Most security organizations today are missing this “offensive” perspective. We need to take a hacker’s eye view of our current security controls to make sure they are deployed and calibrated to stand up to attacks. Just like smoke jumpers, we should visualize the attack kill chain whether it’s via red teams or with the right technologies like breach and attack simulations. This then allows us to back-burn and get between the adversary and their goals. More importantly, we need to do this continuously to reduce exposure time. Changes in users, applications and threats can impact security just like with fires and changes in the weather. In fact, in some cases, gaining the attacker’s perspective might result in a reduction in the number of security controls because the ones being deployed are the right controls operating with the right ROI.
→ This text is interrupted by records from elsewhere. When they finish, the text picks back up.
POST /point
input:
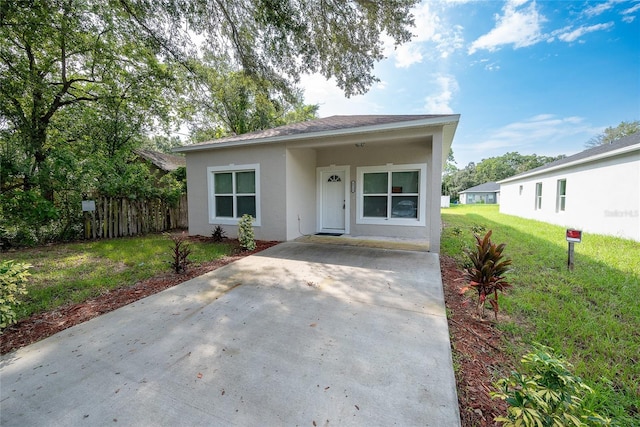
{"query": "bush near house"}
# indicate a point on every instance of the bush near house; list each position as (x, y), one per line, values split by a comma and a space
(13, 280)
(590, 314)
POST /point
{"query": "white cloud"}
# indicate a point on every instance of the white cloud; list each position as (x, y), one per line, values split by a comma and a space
(538, 133)
(518, 27)
(580, 31)
(627, 13)
(632, 9)
(598, 9)
(439, 103)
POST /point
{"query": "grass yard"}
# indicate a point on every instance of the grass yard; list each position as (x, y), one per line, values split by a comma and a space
(590, 315)
(75, 272)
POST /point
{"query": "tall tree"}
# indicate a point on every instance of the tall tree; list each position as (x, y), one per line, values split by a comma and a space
(233, 103)
(58, 53)
(491, 169)
(611, 134)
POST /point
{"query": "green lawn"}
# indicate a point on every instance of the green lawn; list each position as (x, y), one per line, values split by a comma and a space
(75, 272)
(591, 315)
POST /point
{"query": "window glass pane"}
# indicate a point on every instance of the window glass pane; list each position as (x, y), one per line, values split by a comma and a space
(376, 183)
(246, 182)
(404, 207)
(246, 205)
(375, 206)
(404, 182)
(224, 206)
(223, 183)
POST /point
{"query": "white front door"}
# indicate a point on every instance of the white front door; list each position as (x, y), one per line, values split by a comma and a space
(333, 200)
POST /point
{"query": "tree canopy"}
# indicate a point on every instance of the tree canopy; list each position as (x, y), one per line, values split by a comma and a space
(84, 82)
(490, 170)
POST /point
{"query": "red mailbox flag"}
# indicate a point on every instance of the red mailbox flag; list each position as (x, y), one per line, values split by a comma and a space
(574, 235)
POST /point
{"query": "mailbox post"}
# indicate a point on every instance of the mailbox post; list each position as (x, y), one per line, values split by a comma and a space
(573, 236)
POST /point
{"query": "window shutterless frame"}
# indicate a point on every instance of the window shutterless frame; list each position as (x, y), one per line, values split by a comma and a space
(391, 195)
(233, 191)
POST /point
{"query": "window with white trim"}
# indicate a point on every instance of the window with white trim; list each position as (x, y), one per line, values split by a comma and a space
(392, 195)
(561, 195)
(233, 192)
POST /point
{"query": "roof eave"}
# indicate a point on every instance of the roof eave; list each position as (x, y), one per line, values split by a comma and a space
(452, 119)
(608, 154)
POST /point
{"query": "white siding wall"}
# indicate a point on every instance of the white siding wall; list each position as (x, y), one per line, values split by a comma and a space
(601, 197)
(372, 155)
(301, 192)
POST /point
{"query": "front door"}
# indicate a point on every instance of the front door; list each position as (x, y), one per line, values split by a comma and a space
(333, 201)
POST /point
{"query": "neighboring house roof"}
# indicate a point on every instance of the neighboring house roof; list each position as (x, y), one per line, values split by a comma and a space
(487, 187)
(165, 162)
(328, 126)
(620, 146)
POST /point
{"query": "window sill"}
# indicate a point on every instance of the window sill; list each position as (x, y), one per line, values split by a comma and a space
(230, 221)
(391, 221)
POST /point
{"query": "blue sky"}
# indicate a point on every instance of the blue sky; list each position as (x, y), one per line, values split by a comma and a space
(537, 77)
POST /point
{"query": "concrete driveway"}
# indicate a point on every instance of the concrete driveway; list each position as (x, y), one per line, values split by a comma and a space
(300, 334)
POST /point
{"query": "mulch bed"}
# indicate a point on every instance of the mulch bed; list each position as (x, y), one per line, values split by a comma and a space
(43, 325)
(476, 350)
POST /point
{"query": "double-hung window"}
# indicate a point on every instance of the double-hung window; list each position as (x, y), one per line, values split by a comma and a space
(393, 194)
(562, 193)
(233, 192)
(538, 195)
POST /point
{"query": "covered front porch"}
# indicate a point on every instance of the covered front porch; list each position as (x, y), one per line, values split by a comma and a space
(379, 242)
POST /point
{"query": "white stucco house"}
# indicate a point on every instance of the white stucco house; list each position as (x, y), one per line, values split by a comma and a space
(371, 175)
(488, 193)
(596, 190)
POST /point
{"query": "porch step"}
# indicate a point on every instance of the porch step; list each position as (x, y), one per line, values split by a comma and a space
(369, 242)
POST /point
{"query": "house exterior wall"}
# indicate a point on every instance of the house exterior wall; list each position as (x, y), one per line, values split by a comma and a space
(289, 189)
(272, 161)
(301, 192)
(602, 197)
(475, 198)
(377, 155)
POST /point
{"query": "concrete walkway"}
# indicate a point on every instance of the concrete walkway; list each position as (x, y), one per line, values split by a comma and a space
(300, 334)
This approach has great applicability for enterprises that are working toward the May 2018 compliance deadline for the General Data Protection Regulation (GDPR). You see, the stakes are high and the price of failure steep—as much as four percent of an organization’s global revenue per incident. Under the old Data Protection rules, security teams were already required to have “appropriate technical and organizational measures” to protect personal data. However, under the GDPR, they must now demonstrate that measures are continuously reviewed and updated. In fact, the GDPR uses terminologies such as “appropriate” and “state of the art” to convey the requirement for continuous risk assessment.
If your focus is on meeting the letter of the law with a façade of response plans, legal agreements and investments in technologies designed to detect and prevent attacks, but you aren’t also testing your assumptions and putting into place “continuous validation,” you’re likely to fail.
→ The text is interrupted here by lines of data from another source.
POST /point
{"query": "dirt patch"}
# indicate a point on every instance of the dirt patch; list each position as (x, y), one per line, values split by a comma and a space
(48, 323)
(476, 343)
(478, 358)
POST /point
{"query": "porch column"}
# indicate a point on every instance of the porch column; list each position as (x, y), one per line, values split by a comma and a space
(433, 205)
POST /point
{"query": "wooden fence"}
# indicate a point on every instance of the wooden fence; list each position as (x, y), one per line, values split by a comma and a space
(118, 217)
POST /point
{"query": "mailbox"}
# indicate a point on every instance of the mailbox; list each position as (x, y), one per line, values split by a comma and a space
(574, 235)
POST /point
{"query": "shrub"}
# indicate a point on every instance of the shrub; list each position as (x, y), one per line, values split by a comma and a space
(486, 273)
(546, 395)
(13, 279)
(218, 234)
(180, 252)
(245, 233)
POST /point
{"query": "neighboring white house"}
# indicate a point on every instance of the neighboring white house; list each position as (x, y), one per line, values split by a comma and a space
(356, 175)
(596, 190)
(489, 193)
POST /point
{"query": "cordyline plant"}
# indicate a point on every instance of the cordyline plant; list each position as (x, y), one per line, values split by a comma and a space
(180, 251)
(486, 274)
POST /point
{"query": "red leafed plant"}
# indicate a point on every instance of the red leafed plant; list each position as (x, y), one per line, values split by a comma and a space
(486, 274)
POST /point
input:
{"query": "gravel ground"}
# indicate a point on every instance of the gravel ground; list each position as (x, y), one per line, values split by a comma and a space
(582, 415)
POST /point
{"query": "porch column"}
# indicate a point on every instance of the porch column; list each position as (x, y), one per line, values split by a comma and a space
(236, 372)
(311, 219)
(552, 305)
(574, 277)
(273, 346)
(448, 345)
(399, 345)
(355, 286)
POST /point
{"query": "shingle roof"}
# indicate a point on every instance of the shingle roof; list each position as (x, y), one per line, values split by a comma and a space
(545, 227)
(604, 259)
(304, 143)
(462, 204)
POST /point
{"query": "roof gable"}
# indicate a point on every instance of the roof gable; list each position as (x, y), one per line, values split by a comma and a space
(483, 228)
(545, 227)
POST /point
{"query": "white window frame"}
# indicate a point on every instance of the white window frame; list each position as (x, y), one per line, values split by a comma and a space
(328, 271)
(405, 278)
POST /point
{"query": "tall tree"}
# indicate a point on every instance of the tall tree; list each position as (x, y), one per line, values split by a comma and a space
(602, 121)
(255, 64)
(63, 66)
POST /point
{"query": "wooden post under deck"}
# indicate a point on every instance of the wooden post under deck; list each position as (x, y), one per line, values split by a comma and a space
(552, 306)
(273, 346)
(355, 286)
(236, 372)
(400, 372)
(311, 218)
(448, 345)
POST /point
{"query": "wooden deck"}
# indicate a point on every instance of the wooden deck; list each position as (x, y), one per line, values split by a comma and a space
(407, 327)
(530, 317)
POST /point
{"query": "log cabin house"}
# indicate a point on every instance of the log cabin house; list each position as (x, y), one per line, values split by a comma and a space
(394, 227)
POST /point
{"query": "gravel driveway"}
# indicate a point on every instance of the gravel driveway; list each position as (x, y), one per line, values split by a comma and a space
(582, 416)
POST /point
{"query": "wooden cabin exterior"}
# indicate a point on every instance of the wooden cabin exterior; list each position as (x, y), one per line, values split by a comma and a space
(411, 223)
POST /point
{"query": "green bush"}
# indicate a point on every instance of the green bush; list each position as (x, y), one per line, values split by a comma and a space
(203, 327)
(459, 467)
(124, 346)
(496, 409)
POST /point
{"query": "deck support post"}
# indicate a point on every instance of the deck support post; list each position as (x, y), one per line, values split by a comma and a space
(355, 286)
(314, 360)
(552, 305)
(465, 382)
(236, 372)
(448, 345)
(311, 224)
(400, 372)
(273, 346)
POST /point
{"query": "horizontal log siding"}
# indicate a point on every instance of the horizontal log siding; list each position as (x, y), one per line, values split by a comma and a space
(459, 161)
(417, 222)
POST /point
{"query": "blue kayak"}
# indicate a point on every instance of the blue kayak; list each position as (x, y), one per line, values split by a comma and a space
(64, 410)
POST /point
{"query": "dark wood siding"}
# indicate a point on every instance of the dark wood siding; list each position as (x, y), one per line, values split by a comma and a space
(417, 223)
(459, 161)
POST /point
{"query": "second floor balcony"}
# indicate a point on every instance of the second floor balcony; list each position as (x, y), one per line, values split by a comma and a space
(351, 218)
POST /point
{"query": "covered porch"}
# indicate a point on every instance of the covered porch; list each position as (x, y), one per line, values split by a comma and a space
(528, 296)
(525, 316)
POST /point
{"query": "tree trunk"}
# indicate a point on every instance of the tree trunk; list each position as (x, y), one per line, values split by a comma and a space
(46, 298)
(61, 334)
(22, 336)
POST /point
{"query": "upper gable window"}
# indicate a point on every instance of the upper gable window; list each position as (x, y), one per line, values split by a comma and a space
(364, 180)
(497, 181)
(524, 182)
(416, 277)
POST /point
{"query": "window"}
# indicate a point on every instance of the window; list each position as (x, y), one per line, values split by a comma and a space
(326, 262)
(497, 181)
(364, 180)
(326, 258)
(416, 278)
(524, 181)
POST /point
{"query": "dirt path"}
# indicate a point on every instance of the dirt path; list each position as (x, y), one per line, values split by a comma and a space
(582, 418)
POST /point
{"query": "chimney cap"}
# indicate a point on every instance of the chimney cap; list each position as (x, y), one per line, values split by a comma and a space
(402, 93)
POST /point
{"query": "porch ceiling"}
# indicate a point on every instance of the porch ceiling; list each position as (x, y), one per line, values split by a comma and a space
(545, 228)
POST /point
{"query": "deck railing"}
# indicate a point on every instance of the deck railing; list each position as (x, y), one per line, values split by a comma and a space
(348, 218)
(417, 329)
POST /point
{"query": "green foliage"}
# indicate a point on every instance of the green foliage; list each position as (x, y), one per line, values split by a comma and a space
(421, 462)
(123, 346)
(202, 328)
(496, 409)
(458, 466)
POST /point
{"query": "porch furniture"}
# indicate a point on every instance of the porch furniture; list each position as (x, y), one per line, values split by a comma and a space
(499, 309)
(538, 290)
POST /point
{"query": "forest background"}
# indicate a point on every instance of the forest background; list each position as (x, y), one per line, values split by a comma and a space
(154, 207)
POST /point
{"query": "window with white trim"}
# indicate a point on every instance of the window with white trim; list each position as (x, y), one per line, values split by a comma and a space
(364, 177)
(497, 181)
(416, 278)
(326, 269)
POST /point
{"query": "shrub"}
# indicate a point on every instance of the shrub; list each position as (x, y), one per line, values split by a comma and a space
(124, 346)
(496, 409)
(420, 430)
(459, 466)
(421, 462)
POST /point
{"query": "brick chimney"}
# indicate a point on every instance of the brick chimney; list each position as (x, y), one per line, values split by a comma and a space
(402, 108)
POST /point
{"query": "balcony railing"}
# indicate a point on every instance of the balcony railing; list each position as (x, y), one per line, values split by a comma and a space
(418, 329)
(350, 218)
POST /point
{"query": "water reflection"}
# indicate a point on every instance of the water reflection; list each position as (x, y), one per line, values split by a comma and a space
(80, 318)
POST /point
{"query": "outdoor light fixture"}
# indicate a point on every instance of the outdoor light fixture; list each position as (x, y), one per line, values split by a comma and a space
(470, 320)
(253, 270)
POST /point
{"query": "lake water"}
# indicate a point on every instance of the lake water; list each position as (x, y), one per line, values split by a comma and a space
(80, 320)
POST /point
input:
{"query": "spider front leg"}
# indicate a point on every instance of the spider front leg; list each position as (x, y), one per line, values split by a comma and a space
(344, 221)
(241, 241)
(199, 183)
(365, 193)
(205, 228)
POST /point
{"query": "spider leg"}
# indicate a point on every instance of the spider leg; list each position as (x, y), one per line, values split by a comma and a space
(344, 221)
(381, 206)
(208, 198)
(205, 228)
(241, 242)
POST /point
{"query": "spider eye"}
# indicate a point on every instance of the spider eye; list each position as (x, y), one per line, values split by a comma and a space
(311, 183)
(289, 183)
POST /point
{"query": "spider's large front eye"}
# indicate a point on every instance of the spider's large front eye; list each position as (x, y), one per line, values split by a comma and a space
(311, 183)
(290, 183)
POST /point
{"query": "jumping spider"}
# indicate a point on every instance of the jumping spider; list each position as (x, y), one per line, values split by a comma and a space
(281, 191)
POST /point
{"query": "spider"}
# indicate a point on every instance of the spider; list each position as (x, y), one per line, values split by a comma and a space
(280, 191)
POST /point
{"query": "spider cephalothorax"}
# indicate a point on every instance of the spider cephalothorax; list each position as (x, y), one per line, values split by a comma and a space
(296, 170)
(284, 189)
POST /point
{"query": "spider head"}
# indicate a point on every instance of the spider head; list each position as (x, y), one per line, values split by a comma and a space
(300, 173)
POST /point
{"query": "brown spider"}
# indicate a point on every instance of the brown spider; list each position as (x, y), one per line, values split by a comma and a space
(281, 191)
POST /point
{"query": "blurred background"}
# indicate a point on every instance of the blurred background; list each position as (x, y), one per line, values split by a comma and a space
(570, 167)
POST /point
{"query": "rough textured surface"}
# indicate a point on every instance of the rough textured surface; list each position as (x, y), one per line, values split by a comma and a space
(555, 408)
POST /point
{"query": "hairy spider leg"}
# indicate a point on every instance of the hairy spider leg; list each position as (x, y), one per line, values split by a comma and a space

You need a continuous view into the state of security controls implemented for GDPR. Don’t just assume your firewalls, IPS, secure web gateway and email security gateway are working as expected to secure personal data. Simulating a breach through building your own automated scripts or using a breach simulation platform is crucial in order to validate whether these simulated attacks can get past security controls to the personal data that is being stored. These innovative approaches may be crucial to winning your next fight and extinguishing the next fire. Just as forest managers can monitor conditions on the ground to assess risk and take prescriptive action to mitigate risk, today’s CISO must do the same.
Complementing defensive security controls with a continuous, offensive approach may stop your enterprise from getting burned by a GDPR audit resulting fine or a potential breach.